>>> HI JACK> I DO REALIZE THAT THE SHOULDERS HAVE TO WORK IN THE CORRECT SWING .WOULD IT BE RIGHT TO SAY THAT AS BACK FOREARM AND ELBOW ARE ROTATING FROM THE HORIZONTAL TO THE VERTICAL POSTION, THE HIPS ARE AHEAD OF THE SHOULDERS AND ARE DOING THE BULK OF THE WORK. AND ONCE THE BACK FOREARM BECOMES VERTICAL THE SHOULDERS WILL TAKE OVER THE SWING AND BRING THE POWER OF THE HIPS AND LOWER BODY INTO THE ROTATING BAT. <<<
Yes, I would say with a little clarification, I could agree with your statement. I would need to point out that as the "back forearm arm and elbow are rotating from a horizontal to the vertical position," the bat should be accelerated rearward 90+ degrees from THT. The torque that induces the bat's rearward acceleration is derived from two sources. (1) From the rotation of the back-forearm as the elbow lowers. (2) From the hands applying force at the handle from opposing directions.
The video clip below addresses how THT is applied. -- I find the key difference between students that produce good rearward acceleration and those who do not is governed mainly by what the top-hand does as the elbow lowers. As I point out in the video, to apply maximum torque, the top-hand (and forearm) must apply a rearward force as the elbow lowers.
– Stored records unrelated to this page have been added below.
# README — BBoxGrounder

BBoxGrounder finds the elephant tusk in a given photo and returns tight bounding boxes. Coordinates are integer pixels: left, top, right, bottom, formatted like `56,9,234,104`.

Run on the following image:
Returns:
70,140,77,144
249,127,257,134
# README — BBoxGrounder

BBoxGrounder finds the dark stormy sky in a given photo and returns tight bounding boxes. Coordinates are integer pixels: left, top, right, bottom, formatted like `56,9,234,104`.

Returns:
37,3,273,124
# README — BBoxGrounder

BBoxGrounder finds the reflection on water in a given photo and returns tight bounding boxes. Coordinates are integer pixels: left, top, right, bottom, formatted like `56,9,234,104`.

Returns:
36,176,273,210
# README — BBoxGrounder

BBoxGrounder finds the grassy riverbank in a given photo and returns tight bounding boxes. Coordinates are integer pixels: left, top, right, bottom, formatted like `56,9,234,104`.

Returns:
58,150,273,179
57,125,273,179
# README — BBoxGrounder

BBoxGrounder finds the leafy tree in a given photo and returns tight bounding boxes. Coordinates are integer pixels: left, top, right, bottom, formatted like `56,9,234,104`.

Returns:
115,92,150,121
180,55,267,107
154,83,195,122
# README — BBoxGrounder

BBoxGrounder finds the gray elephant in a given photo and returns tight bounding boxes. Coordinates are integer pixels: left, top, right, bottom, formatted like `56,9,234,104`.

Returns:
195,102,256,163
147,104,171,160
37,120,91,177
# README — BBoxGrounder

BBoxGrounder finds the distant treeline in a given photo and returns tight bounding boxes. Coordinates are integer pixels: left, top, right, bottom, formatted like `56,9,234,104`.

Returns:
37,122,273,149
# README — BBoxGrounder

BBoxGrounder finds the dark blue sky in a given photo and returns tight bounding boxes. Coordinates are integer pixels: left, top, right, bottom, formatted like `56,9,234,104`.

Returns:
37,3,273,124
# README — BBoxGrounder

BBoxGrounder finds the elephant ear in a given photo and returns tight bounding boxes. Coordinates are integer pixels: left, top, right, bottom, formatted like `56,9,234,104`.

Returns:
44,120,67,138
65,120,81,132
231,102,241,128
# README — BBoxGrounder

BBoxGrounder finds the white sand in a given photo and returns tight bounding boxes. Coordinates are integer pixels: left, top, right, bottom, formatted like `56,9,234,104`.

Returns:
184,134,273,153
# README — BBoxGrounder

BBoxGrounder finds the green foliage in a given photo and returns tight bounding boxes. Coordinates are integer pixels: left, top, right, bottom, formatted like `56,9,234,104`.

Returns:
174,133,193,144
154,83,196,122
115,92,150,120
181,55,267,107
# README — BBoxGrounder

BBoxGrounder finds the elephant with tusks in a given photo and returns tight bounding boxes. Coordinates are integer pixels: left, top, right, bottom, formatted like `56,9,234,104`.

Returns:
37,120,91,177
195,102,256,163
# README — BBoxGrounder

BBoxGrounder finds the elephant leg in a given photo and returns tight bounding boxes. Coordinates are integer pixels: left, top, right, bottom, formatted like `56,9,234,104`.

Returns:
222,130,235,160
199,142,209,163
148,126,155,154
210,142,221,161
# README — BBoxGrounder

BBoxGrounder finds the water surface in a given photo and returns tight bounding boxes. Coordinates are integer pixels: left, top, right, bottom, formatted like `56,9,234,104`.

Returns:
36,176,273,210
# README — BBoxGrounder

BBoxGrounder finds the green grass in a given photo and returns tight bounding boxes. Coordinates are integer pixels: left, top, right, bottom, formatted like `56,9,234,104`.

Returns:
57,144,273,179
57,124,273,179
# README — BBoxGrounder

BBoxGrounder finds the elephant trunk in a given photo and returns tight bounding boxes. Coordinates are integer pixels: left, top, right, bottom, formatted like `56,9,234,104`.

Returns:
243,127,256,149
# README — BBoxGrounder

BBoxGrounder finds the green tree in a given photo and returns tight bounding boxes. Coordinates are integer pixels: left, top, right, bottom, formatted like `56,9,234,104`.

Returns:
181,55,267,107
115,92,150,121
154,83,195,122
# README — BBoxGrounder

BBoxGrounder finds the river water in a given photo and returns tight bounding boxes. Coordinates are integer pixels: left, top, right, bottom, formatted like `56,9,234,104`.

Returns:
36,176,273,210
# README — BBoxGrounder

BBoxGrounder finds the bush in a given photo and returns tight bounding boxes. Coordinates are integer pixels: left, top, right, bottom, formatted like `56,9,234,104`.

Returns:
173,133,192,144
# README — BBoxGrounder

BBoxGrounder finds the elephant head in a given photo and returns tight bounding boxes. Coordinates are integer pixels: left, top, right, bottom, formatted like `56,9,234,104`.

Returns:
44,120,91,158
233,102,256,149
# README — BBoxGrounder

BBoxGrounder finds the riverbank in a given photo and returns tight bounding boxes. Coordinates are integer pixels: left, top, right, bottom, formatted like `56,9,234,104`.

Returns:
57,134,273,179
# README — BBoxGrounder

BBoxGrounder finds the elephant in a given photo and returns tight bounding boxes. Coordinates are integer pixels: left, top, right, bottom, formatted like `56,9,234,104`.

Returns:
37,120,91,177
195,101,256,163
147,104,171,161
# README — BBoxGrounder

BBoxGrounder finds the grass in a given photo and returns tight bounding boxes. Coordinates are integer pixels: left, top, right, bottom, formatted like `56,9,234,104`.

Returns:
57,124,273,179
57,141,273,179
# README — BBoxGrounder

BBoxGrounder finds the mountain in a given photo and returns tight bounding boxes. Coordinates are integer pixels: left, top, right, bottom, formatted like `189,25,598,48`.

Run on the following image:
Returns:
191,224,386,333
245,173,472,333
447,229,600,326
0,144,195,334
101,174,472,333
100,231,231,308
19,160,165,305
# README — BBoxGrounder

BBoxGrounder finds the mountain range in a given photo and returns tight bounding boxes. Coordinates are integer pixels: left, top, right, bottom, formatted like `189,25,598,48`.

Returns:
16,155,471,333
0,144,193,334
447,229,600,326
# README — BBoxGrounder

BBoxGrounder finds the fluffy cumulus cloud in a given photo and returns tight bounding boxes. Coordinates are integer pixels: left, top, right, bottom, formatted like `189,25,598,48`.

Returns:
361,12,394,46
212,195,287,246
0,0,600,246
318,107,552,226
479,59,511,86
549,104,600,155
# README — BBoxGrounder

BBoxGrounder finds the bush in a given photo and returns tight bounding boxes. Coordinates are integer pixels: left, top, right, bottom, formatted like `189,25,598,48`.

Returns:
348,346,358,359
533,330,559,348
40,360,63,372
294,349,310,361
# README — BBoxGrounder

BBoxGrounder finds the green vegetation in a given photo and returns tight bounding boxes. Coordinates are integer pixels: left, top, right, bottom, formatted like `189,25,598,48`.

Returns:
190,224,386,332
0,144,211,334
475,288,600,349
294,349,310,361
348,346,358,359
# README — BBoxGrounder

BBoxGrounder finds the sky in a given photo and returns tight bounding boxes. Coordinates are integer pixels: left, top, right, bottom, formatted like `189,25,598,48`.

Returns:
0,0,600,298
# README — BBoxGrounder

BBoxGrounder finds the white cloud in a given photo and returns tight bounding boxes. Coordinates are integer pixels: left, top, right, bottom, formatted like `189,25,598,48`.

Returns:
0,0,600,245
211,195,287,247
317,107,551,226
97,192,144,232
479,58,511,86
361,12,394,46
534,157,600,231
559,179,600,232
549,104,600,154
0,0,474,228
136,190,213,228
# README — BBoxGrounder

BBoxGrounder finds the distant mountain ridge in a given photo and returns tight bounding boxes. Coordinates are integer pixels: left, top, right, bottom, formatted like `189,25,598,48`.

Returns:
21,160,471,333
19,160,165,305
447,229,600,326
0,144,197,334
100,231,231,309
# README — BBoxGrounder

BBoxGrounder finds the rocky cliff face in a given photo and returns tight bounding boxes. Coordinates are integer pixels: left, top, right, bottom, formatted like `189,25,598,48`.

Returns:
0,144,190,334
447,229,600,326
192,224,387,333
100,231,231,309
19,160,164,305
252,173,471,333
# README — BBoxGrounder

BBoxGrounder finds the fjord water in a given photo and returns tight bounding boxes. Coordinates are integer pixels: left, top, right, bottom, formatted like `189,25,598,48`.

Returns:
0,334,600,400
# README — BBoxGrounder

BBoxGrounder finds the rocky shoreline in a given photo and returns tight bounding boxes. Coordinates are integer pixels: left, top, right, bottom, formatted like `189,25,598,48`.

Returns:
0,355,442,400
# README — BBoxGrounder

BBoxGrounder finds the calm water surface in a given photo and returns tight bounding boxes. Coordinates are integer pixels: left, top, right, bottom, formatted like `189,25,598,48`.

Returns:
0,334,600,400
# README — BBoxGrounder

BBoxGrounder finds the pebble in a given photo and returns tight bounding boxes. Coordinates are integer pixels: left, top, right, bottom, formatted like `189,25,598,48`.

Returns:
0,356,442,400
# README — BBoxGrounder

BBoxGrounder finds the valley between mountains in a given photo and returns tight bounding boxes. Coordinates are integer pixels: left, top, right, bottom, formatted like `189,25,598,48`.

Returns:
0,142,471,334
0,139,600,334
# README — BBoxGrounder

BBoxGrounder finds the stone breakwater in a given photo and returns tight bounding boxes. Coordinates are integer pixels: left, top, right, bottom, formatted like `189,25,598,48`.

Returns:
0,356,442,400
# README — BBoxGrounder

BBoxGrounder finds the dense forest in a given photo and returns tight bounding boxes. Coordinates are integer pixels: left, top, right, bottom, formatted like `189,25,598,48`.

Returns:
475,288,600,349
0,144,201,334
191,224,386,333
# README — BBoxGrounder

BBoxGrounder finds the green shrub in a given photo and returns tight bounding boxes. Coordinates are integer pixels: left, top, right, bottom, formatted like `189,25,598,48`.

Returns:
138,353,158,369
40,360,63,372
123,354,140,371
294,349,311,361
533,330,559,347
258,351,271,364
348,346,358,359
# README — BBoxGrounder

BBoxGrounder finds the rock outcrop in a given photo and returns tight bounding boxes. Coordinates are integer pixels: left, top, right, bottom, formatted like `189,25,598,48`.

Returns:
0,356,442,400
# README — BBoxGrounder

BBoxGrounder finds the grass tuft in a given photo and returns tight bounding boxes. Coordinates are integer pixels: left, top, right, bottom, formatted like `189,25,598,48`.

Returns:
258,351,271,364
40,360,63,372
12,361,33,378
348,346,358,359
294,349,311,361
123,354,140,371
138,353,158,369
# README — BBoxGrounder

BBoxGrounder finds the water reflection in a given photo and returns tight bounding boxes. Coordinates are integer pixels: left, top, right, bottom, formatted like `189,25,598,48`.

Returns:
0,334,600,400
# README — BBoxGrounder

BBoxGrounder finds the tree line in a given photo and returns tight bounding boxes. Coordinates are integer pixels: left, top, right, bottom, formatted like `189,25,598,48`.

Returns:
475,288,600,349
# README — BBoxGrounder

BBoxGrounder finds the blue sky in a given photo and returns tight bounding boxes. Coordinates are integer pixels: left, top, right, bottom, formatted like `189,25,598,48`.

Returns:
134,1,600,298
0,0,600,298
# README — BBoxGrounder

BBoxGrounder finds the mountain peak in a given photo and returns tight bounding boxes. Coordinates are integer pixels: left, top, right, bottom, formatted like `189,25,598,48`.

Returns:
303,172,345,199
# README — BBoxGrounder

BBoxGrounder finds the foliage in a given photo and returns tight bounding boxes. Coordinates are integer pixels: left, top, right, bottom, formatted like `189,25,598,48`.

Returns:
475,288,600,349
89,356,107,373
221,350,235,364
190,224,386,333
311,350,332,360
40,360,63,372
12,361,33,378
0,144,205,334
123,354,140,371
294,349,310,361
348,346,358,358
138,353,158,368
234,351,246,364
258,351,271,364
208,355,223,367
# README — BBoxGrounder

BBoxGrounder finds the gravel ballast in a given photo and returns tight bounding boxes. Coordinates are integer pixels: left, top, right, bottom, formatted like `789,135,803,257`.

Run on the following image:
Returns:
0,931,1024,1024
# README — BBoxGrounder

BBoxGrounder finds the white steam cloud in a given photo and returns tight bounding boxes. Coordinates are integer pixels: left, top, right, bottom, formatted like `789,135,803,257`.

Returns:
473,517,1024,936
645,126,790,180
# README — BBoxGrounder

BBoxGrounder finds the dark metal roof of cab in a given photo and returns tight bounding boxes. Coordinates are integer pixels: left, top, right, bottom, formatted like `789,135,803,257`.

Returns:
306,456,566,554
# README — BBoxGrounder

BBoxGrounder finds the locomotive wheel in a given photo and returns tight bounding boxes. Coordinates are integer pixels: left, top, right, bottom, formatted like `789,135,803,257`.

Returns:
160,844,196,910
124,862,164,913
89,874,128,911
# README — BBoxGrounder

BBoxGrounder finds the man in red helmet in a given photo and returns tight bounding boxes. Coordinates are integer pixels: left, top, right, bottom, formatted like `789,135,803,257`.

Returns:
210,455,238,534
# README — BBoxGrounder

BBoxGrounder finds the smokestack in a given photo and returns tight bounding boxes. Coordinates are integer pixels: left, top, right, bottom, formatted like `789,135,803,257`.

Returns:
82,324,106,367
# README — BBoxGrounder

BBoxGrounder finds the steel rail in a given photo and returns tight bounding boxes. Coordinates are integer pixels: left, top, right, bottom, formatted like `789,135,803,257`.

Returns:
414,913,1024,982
However, 99.9% of mechanics taught to batters have the top-hand being driven forward during initiation. Having both the bottom and top hand applying a forward force produces little or no torque. This also means that most of lead-shoulder rotation is used in taking up the slack caused from the top-hand being driven forward -- rather than used to provide a productive opposing force.
Jerry, the bottom line is -- The role of the hips is to induce a stronger shoulder rotation. That is the only way the power of hip rotation can be transferred to the bat. Also, the productive use of lead-shoulder rotation is essential right from the initiation of the swing.